I brought a girlfriend to a screening of Compliance, and we almost broke up right after, stalking through Midtown in furious silence. It's that sinister, humiliating, demeaning, and cruel, capable of dredging up the vilest emotions in its viewers, directed both at the world around them, the people nearest them, and their deepest selves. But isn't it important that we confront such awfulness sometimes?

Very closely following a true story (memorably featured on 20/20), the movie chronicles a busy Friday shift at a fast food restaurant that derails after a "detective" calls, accusing a counter girl of stealing from a customer. The situation devolves into what's essentially one long act of sexual violence perpetrated by a group over time, led by the phony detective/prank caller (Pat Healy), as on his instructions the accused (Dreama Walker) is victimized from strip search (agonizing!) to rape (horrifying!) by her superiors and their loved ones. There's nothing titillating about how writer-director Zobel's story plays out: it's hard to watch, nauseous. (And darkly comic, as when the manager on duty, played brilliantly by Ann Dowd, notes that "corporate always wants two people for a strip search.")

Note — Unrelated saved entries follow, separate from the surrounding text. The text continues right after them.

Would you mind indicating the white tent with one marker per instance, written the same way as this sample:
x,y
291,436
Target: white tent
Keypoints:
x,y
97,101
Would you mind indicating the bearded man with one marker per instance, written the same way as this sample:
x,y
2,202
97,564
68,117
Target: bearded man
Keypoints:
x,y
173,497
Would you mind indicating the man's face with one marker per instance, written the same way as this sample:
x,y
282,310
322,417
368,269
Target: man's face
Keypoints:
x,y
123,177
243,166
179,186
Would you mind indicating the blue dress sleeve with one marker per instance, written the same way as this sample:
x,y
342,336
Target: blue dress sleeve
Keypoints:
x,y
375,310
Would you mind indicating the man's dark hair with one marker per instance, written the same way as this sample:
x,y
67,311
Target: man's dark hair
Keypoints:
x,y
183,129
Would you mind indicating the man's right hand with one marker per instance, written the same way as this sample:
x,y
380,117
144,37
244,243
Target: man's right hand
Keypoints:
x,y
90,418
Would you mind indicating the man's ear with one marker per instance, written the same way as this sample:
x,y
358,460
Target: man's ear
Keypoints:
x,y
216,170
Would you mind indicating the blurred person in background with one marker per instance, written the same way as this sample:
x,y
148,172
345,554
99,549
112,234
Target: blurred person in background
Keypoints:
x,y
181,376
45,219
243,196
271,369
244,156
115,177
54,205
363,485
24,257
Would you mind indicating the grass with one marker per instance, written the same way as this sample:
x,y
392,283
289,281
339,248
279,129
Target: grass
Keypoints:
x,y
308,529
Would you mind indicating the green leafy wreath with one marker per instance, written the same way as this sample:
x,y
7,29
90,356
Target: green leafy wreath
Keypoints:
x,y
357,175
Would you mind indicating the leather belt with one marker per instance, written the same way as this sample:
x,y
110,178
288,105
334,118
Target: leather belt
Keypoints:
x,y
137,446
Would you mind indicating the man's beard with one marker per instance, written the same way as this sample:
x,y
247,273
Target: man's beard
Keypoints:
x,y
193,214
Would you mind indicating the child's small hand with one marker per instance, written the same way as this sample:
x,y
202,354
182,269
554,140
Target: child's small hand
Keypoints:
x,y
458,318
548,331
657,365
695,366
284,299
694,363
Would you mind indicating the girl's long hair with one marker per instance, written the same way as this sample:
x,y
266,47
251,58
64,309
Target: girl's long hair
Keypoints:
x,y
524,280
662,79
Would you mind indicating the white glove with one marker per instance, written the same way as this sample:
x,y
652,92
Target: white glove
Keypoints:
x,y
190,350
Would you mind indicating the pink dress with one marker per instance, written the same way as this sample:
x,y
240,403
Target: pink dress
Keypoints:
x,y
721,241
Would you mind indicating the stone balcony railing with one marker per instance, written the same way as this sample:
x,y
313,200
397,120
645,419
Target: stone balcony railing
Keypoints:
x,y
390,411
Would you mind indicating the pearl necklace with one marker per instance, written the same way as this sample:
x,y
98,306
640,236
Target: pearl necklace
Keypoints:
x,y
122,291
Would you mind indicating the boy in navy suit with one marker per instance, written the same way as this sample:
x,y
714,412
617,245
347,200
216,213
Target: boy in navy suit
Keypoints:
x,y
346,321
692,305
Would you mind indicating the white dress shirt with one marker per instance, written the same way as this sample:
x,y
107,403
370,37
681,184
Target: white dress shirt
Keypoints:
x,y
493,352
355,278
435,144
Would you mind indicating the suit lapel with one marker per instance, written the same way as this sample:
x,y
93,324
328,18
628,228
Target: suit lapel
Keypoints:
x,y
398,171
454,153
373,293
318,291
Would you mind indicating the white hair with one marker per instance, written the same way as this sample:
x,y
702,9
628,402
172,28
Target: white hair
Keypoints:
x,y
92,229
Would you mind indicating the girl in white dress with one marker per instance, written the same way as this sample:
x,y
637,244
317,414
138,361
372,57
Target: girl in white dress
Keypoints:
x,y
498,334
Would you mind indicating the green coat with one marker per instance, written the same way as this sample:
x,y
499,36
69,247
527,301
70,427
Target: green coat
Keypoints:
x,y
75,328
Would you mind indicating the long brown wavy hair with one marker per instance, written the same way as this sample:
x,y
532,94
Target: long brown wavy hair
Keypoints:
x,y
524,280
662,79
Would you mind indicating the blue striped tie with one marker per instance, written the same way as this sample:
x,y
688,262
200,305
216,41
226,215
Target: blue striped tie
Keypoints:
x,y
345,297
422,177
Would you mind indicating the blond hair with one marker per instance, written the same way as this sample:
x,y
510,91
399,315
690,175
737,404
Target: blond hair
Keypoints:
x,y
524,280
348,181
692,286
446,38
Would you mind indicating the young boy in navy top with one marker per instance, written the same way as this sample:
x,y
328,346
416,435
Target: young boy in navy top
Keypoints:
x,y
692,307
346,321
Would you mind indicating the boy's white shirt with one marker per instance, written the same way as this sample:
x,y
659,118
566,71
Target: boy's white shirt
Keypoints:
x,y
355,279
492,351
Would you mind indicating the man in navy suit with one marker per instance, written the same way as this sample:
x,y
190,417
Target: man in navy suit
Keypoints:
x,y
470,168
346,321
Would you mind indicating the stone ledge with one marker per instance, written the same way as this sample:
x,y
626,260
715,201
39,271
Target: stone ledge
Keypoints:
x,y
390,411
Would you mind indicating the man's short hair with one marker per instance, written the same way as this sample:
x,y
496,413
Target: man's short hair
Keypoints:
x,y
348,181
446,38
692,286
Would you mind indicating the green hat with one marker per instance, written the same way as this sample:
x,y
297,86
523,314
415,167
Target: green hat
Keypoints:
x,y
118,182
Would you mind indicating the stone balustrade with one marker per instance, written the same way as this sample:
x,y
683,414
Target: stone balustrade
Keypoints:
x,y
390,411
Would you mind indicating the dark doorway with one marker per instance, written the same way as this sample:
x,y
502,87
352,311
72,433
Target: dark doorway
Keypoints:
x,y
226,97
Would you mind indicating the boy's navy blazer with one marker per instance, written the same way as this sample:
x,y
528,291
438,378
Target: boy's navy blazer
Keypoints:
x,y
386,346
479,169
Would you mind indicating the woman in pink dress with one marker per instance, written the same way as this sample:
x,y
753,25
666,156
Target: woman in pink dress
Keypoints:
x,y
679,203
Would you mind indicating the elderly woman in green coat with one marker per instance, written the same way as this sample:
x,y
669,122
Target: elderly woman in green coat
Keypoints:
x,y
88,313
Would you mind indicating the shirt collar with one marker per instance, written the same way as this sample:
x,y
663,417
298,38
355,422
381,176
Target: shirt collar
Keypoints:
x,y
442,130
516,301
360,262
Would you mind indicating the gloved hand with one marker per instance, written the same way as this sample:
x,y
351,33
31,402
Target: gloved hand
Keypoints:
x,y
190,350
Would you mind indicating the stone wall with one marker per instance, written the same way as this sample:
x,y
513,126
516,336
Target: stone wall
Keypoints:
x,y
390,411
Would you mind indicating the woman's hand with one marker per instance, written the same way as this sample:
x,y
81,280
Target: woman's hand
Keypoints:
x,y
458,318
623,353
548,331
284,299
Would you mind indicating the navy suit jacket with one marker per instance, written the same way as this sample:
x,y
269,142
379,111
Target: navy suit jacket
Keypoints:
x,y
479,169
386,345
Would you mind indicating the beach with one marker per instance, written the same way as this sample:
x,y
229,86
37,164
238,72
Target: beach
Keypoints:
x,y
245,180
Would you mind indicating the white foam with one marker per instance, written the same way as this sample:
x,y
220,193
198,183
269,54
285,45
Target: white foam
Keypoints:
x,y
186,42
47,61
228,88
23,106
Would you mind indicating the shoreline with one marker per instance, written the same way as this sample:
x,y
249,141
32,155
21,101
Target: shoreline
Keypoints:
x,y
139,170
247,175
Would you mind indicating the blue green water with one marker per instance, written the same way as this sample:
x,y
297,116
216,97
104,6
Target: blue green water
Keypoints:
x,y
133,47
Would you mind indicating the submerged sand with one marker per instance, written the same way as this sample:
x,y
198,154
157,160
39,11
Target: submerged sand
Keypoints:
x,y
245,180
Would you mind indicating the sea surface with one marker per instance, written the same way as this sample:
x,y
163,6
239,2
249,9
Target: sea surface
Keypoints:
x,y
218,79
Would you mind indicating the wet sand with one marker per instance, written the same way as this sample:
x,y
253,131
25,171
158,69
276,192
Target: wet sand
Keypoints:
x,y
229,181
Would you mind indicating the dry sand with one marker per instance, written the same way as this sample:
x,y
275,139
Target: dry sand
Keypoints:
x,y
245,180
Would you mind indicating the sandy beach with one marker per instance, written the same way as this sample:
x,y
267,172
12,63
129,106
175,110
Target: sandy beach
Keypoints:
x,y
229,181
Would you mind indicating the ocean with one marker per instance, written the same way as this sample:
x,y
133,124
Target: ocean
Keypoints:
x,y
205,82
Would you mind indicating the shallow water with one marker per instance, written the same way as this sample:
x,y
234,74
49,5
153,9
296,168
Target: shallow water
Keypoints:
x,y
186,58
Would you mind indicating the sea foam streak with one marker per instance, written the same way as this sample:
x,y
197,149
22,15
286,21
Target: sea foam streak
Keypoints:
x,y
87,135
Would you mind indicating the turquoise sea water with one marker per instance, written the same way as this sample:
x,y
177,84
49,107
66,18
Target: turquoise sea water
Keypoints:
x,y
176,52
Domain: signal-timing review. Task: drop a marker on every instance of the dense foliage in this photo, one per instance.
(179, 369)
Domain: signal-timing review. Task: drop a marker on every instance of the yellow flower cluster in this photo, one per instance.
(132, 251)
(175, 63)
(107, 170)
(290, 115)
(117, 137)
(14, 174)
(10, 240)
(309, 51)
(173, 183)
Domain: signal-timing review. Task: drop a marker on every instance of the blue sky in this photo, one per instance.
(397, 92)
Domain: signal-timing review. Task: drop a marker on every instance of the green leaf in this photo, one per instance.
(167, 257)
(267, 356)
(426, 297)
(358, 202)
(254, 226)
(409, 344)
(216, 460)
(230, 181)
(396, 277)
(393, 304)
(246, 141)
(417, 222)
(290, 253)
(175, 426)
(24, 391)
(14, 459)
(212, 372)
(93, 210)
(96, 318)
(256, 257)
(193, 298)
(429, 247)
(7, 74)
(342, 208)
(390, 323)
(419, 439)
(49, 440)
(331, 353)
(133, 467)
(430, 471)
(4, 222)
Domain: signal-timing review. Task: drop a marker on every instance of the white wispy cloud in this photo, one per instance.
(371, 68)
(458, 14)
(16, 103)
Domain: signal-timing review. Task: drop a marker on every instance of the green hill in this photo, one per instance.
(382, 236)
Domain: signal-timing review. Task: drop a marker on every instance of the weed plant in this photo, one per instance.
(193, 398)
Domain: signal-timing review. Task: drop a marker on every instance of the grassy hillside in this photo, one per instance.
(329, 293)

But I wouldn't say it's pointless. Obviously, it's a perverse psychological study: about how readily people will obey, how easy it is for anybody to pretend to be in charge and exploit an ordinary person's fear and ignorance (and their assumption that cops are assholes) and their absurd respect for authority—and their eagerness to indulge their darkest desires under the justification of following orders. But if you'll permit me an extra reading: Compliance is also about the terrible things that happen in the backs of fast food restaurants, about the barbarity on which they're founded. We see a woman degraded in the same space where animal flesh is fried, out of sight of the customers who continue to blithely enjoy their value meals. It reminded me of that old dorm-room poster: "animal rights is a feminist issue."